La belle photo des activités et des installations de David Est Roi ne retient en effet que le bon côté des choses. Elle gomme les difficultés qu’il a fallu vaincre au quotidien depuis sept ans pour ne mettre en lumière que le résultat que nous découvrons ce jour. Ces complications s’expliquent aisément : les moyens humains, logistiques et techniques qu’implique le bon fonctionnement d’une telle organisation nécessitent des ressources financières souvent insuffisantes et toujours discontinues. En un mot, le calendrier des besoins du Centre n’est pas systématiquement le même que celui de ses donateurs, même si ceux-ci sont généreux. Il faut donc « faire avec », gérer avec prudence, consommer avec sobriété, prévoir l’imprévisible si on le peut… C’est vrai aussi bien pour les stocks de céréales requis pour la nourriture des pensionnaires -voire des élèves du voisinage-, que pour les médicaments pour les premiers soins des malades, pour les quelques jouets tellement attendus pour Noêl, pour les efforts de formation continue des personnels enseignants et pour une rémunération minimale de ceux-ci. Certes le personnel administratif, qui travaille lui-même la plupart du temps de manière bénévole, est accoutumé à cette gestion délicate : mais l’habitude ne rend pas les choses plus faciles, elle permet seulement de ne plus se poser de questions et d’avancer. Les enseignants, partenaires privilégiés du Centre, partagent d’ailleurs cette philosophie du don de soi. Leurs conditions salariales ne sont guère meilleures que celles des postes qu’ils avaient auparavant dans les écoles publiques où ils officiaient. Mais on comprend vite en leur parlant que l’importance accordée à leurs fonctions dans l’orphelinat et la qualité des résultats qu’ils y obtiennent pour leurs élèves comptent aussi beaucoup dans la satisfaction qu’ils ressentent.
Ce combat pour la continuité de leur exploitation et l’atteinte de leurs objectifs est celui de toutes les structures qui, au Mali ou ailleurs, s’efforcent de prendre en charge ceux qui manquent de tout et pourraient désespérer de la vie.
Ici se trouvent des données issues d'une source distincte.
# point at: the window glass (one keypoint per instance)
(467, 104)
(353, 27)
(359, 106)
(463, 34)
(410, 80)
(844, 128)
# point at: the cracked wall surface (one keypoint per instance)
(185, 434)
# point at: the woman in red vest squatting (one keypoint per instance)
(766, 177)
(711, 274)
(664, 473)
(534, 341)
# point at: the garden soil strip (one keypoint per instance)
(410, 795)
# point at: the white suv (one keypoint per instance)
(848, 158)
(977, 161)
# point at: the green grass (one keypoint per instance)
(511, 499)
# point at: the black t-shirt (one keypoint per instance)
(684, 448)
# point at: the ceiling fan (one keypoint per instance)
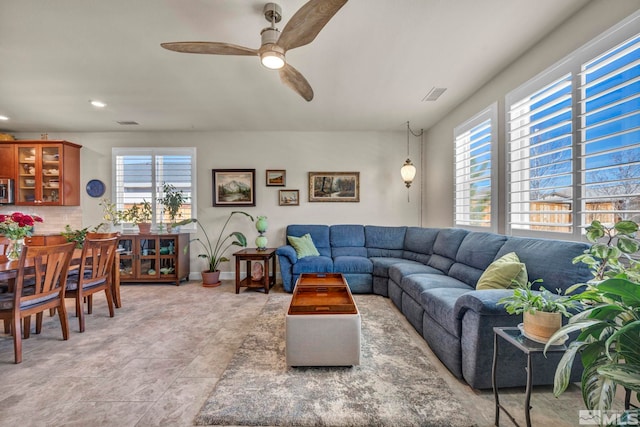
(302, 29)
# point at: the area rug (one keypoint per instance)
(394, 385)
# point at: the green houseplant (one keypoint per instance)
(609, 338)
(171, 201)
(214, 250)
(542, 310)
(139, 214)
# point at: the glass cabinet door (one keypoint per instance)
(27, 185)
(50, 178)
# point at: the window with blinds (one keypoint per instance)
(474, 171)
(140, 173)
(573, 139)
(610, 135)
(541, 159)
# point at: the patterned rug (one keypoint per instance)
(394, 385)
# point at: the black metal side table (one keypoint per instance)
(513, 336)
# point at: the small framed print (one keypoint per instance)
(234, 187)
(289, 198)
(276, 177)
(334, 186)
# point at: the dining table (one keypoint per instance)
(9, 270)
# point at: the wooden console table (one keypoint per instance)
(253, 254)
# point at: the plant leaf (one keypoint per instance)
(598, 390)
(563, 371)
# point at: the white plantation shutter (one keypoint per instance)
(139, 174)
(610, 135)
(474, 144)
(540, 147)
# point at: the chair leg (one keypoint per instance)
(17, 337)
(107, 291)
(80, 312)
(27, 327)
(39, 317)
(64, 322)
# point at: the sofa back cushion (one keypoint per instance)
(418, 243)
(319, 235)
(549, 260)
(446, 247)
(347, 240)
(384, 241)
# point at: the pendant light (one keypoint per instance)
(408, 170)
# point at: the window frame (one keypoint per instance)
(490, 113)
(153, 152)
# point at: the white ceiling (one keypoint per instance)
(370, 67)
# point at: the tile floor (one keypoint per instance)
(157, 360)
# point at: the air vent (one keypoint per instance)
(434, 94)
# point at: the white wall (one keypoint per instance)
(595, 18)
(378, 157)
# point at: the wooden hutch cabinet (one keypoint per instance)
(47, 173)
(154, 258)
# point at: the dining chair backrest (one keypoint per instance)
(97, 258)
(50, 265)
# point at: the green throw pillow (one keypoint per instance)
(303, 245)
(504, 273)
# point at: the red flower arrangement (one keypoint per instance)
(17, 225)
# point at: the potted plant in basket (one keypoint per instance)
(609, 339)
(214, 250)
(171, 202)
(139, 214)
(541, 310)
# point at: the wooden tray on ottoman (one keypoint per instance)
(323, 323)
(322, 294)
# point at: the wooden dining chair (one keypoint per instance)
(93, 275)
(49, 266)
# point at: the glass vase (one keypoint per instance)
(15, 249)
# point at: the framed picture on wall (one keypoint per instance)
(334, 186)
(276, 177)
(234, 187)
(289, 198)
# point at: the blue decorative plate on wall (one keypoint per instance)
(95, 188)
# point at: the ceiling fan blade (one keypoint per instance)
(296, 81)
(307, 22)
(212, 48)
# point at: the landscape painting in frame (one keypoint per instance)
(334, 186)
(234, 187)
(289, 198)
(276, 177)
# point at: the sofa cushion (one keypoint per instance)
(549, 260)
(347, 240)
(384, 241)
(504, 273)
(313, 264)
(403, 269)
(418, 243)
(440, 304)
(416, 284)
(303, 245)
(446, 247)
(319, 235)
(352, 264)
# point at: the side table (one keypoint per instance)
(253, 254)
(513, 336)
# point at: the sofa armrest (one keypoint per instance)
(289, 252)
(484, 302)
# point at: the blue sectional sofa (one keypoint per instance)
(430, 274)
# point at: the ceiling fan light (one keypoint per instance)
(272, 60)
Pour ces citoyens les plus vulnérables, isolés, sans ressources et souvent sans famille, l’Etat, submergé par ses urgences et par ses propres priorités, est à peine visible. Et pourtant, les besoins sont considérables. Des statistiques internationales déjà dramatiques donnent déjà pour le pays un taux de pauvreté absolue – « vivre » ( ou plutôt survivre) avec 1,9 dollar par jour – touchant 40% de la population, soit quelque 4 millions de personnes en ne comptant que les adultes. Mais les « cibles » de toutes les associations d’entraide rassemblent parmi ces pauvres ceux qui sont les plus démunis, aux ressources financières beaucoup plus insignifiantes. Au Mali, les effets économiques de la pandémie Covid-19 et les soubresauts politiques supportés par la nation depuis deux ans ont sans aucun doute fait basculer, dans ces groupes du bas de la pyramide humaine qui forme la société malienne, des dizaines de milliers de personnes supplémentaires venues s’ajouter aux quelques centaines de milliers qui s’y trouvaient déjà. Paradoxalement, face à ces demandes en croissance, de nouveaux appels pressants à la solidarité – à la suite de l’attaque russe en Ukraine par exemple-, les difficultés économiques internationales et les inquiétudes causées par les incertitudes maliennes ont ralenti les flux, extérieurs comme intérieurs, de soutien financier.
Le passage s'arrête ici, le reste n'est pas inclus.